Hughes Diseases goes by a couple of different names. Hughes Syndrome, Antiphospholipid Syndrome & Sticky Blood disease are all common names for Hughes disease. Hughes diseases is an autoimmune disease in which the body attacks the blood cells and the fat within the blood & create antibodies which result in the creation of clots. These are a certain type of phospholipids which encourage the creation of these antibodies. People with Hughes diseases are also known to have abnormalities in their cardiac valves in 30% of the time. Women are more prone to the development of Hughes Disease than men by 3 to 5 times.
The development of these clots can lead to all sorts of problems. These problems can include:
~Deep Vein Thrombosis, which are clots that form around the valves in the lower limbs and can obstruct blood flow. These can be very painful and if the clot is thrown elsewhere in the vascular system, it can result in a Stroke, Myocardial Infarction, or Pulmonary Embolism.
~Arterial Thrombosis, A blood clot in the artery
~Can cause serious complications during pregnancy. These complications include high blood pressure, preeclampsia, preterm delivery, miscarriage, or stillbirth.
~TIA, Transient Ischemic Attack
~Rash that appears to be like a purplish or reddish web, or sometimes can present with what appears to be blood blisters.
The appearance of any of these symptoms should be brought to the attention of a physician or medical professional immediately.
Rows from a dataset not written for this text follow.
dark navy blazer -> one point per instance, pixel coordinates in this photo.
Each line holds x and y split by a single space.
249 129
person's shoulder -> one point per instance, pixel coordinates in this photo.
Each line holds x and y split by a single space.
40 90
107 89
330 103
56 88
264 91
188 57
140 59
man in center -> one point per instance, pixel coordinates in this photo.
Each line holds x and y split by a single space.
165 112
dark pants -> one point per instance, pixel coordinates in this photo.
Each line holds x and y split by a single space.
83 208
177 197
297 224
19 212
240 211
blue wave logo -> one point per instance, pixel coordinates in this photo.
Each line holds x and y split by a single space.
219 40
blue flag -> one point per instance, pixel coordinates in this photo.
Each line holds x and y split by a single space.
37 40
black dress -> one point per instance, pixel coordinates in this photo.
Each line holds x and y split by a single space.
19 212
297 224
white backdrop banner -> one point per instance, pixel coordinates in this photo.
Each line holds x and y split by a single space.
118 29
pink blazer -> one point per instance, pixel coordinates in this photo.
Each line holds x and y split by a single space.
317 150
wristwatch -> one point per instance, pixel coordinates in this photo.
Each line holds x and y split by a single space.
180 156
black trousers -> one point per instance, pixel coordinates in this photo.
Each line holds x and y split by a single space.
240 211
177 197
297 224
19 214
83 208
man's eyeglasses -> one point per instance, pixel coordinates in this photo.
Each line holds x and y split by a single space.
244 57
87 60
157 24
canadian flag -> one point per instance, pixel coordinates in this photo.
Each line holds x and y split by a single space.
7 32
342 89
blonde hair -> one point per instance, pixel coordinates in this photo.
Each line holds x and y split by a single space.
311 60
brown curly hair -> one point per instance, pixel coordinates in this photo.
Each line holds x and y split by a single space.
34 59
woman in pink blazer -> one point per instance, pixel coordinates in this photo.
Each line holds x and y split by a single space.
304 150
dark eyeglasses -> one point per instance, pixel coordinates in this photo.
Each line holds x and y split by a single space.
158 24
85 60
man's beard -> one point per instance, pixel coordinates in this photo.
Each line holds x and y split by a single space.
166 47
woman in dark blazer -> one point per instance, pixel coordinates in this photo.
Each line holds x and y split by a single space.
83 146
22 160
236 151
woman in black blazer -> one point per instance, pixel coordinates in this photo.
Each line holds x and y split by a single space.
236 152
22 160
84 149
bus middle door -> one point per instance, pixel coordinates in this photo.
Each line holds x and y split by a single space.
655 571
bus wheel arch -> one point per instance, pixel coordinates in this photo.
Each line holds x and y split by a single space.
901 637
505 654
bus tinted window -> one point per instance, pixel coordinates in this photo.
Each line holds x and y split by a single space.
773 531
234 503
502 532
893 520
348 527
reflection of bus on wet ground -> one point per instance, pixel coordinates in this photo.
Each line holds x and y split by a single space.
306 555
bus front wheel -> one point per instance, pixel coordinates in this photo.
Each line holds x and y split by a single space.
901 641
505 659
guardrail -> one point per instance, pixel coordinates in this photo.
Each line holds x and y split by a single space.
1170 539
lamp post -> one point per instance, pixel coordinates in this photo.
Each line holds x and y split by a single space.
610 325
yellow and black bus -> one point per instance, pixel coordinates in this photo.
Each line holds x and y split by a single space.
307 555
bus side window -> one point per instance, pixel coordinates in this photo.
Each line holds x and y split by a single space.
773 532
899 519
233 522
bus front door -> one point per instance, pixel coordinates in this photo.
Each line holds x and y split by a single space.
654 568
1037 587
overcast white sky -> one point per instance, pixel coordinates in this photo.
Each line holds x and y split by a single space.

Also unexplained bleeding from the nose or gums that last more than ten minutes and is not the result from brushing.
Less Common Symptoms of Hughes Disease include:
~Migraines of Chronic Headaches.
~Low Blood Platelet Count
~Altered Mental Status
~ Chorea, Involuntary Muscle jerks or movements
~Mental Health Problems such as Depression, Psychosis, Anxiety.
~Hearing Loss or Tinnitus
~Heart Valve Damage
~Livedo Reticularis, Purplish Rings Around Wrists and Knees.
~Blood Leaks back into Heart Chamber.
~Mitral Valve Degeneration or Thickening. This Happens in about 30%-35% of cases.
The patient is given high doses of anticoagulants (blood thinners) to break up the clots that may have formed and to prevent new ones from forming. The most commonly used anticoagulants are Warfarin, Xarelto, Heparin, Eliquis, and Pradaxa.
This is generally the treatment protocol in emergent situations. In therapeutic and maintenance treatment, lower dose anticoagulants like low dose aspirin are used. Changes in diet and lifestyle can also lower the risk of clots forming. Hughes syndrome is generally not a singular disease. When I say this, I mean that it means it usually accompanies another autoimmune disease such as lupus.
This can also be secondary to POTS, but this is not very common. And Since POTS is often secondary to EDS, that is why it is in this library. This disease needs to be managed by a team of doctors. At the minimum, a Rheumatologist and Immunologist should be part of the medical team. It wouldn't hurt to also consult a Geneticist and Hematologist if your team and insurance deems it necessary and allows it.
CAPS- Catastrophic Antiphospholipid Syndrome
CAPS is aggressive. It is the sudden formation of blood clots all over the body in the vascular system. It is also referred to as a Thrombotic Storm. It happens to a small number of patients with Hughes Syndrome. Caps can lead to multiple organ failure and in rare cases, death.
The Symptoms of Caps are as follows:
~Dark Urine, or Stool
~Altered Mental Status
~Episodes of erratic movement or fits
~Multi System Organ Failure
~Bone Marrow Necrosis
~Changes in skin color
Blood draws can be done. When the blood is tested in a lab, the lab tech or pathologist will look for certain things to confirm CAPS. These include:
~Disseminated Intravascular Coagulation
~High Fibrin Degradation Products
~Elevated Acute-phase reactants
These are not all the results they look for. For a complete list, click on this link.
They Key to managing any disease is learning what you can do proactively to avoid having an attack. Expecting your physician to do all the work is unrealistic. You have to want to help yourself. There are some things that you can do to lower your risk of Hughes Disease becoming a severe problem.
Eating a healthy diet is always a great way to reduce your risk of having health issues in general. Eating vegetables and fruits rich in Vitamin K. Foods low in Trans Fats such as poultry, fish, nuts, whole grains, and low-fat dairy. Limiting red meat intake will also reduce your risk of complications of Hughes Disease.
Avoiding Smoking, Alchohol, Energy Drinks, and Caffeine will also lower your risk of complications with Hughes Disease. Exercise is a great asset too. Now I am not talking about going to the gym and bodybuilding. a 30-minute walk every day is a great way to exercise. It will lower your risk over developing DVTs and will improve your cardiovascular health.
Talk to your physician about what treatment regimen is best for you. Each person is different and their care should be tailored for their specific needs. Take care of yourself. Help your doctor help you and chances are you will live a long and productive life.